A quarante et un ans, alors qu'il avait été jugé trop frêle pour être déclaré apte au service quelques années plus tôt, et qu'il est déjà un musicien célèbre, il s'engage dans l'armée. Affecté à la conduite de camion du côté de Bar le Duc, le voilà quelques temps plus tard, ambulancier à Verdun, chargé de descendre le blessés du front vers les hôpitaux militaires.

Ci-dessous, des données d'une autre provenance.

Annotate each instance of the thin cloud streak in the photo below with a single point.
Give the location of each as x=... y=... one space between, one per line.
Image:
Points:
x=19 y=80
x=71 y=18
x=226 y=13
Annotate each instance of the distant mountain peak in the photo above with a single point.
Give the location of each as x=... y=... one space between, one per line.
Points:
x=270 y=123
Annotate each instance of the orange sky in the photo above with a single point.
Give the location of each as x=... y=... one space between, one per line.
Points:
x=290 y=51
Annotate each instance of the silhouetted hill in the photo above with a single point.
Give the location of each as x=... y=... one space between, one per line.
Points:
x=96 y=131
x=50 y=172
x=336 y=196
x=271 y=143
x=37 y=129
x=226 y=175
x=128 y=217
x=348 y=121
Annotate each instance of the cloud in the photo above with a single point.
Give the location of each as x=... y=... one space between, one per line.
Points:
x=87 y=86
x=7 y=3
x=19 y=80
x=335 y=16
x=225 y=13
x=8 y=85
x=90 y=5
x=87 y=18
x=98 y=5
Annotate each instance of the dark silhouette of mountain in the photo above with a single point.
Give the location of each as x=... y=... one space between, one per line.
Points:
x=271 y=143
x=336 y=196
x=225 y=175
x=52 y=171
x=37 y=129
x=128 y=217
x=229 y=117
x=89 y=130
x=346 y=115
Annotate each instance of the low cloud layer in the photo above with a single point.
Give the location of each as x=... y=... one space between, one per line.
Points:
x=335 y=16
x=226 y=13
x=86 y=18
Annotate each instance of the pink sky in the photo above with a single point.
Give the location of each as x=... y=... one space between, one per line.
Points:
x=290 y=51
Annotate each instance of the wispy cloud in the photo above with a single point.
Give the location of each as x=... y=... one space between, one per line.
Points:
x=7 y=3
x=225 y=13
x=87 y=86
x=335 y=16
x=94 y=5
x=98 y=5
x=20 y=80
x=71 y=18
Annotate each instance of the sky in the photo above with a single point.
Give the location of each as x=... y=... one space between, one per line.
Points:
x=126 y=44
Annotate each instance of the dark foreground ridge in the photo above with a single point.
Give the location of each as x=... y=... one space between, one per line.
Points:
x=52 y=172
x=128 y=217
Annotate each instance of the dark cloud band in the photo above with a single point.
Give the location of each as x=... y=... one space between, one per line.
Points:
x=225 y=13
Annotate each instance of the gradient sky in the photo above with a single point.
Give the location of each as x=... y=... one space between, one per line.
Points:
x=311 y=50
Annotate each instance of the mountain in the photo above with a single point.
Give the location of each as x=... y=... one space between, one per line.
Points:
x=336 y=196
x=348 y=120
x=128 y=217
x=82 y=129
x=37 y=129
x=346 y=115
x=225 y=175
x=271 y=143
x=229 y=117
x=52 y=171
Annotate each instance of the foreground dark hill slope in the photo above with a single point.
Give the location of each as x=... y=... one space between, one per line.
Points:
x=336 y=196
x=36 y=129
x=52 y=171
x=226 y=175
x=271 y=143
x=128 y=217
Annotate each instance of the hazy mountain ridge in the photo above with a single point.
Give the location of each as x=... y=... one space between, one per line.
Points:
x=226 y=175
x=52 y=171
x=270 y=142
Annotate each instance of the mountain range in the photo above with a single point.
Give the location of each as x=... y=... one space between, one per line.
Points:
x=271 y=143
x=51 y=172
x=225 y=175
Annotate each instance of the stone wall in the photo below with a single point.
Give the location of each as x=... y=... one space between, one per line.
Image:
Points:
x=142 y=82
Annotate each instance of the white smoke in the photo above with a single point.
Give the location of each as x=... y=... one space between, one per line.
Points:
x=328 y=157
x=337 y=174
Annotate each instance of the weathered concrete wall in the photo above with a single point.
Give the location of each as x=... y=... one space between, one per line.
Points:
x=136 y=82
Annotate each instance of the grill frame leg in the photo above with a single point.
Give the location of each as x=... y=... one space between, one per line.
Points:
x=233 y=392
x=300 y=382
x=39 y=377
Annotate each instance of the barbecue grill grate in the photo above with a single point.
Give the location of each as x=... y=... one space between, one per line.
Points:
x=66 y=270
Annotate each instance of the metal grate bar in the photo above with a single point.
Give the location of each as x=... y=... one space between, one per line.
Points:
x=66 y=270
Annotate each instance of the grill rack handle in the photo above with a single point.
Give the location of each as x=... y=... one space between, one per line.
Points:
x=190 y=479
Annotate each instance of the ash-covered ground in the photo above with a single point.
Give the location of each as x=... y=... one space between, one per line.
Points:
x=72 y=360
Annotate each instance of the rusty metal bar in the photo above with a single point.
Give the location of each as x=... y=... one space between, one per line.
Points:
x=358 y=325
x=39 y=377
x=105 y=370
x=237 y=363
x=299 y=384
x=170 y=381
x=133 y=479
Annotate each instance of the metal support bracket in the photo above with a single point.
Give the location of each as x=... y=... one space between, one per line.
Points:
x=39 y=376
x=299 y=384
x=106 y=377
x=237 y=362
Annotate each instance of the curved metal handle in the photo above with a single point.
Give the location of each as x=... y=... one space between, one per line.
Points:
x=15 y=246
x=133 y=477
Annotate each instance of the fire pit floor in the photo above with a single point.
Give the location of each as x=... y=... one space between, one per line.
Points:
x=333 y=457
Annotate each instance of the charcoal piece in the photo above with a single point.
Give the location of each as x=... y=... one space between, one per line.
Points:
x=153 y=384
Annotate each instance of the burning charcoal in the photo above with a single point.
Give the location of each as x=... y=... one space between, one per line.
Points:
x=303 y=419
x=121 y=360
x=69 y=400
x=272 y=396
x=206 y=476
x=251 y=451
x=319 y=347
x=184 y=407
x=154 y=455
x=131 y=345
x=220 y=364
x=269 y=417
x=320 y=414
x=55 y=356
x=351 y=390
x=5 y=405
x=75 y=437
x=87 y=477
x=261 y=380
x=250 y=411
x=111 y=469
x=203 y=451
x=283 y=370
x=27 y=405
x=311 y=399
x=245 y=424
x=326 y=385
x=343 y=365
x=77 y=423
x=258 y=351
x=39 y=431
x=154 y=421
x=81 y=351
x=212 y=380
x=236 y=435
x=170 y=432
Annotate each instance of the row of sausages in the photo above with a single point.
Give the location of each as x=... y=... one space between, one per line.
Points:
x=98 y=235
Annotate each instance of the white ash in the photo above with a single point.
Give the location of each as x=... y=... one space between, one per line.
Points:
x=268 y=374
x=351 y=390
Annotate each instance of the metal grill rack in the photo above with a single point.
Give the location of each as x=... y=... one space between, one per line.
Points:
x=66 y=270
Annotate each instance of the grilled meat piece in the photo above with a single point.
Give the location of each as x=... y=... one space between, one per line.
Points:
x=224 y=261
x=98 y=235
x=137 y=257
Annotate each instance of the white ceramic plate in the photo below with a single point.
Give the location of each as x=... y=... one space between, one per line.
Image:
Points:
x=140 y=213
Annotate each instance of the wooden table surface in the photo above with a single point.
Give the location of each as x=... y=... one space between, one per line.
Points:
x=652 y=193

Cet épisode, comme une parenthèse dans sa vie, est passionnant. Le voilà simple soldat, partageant avec humilité la vie des troufions, leur quotidien (même si Ravel sans bénéficier d'un régime de faveur, a su se ménager un petit confort personnel) leurs angoisses. Toujours soucieux de servir, simplement mais efficacement, il se laisse absorber par les tâches ingrates et par l'ennui consubstantiel à la condition de soldat. Mais, apercevant un piano rangé dans un coin de la grande salle du château servant d'hôpital, comment résister à la tentation ? Et voilà que les notes de Chopin viennent alléger et soulager l'ambiance générale, faite de cris, d'amputations, de malaises et d'opérations en tous genres.

A la fin de la guerre, il reprendra, plus ou moins sa vie d'avant, ne trouvant finalement une certaine stabilité qu'à partir du moment où il achètera le "Belvédère" à Monfort l'Amaury.

Écrit dans un style  laissant une large place à la description, et parfois un peu précieux par le vocabulaire utilisé, ce roman alterne le bon et le moins bon. Autant la première partie, et la vie du soldat, est passionnante, dynamique et humaine, autant la fin du roman est assez terne, plus contemplative. Un peu à l'image de Ravel lui-même en quelque sorte. Mais ce déséquilibre entraîne une certaine lourdeur à la lecture.

On ne peut s'empêcher de penser, à la fin, à l'excellent roman d'Echenoz qui retrace les dernières années du compositeur, et qui nous plonge sans ambage dans son esprit torturé, ses manières maladives, sa personnalité complexe et attachante à la fois.

 

Merci à Babélio (Masse critique) et aux éditions de la Table Ronde pour l'envoi de ce livre.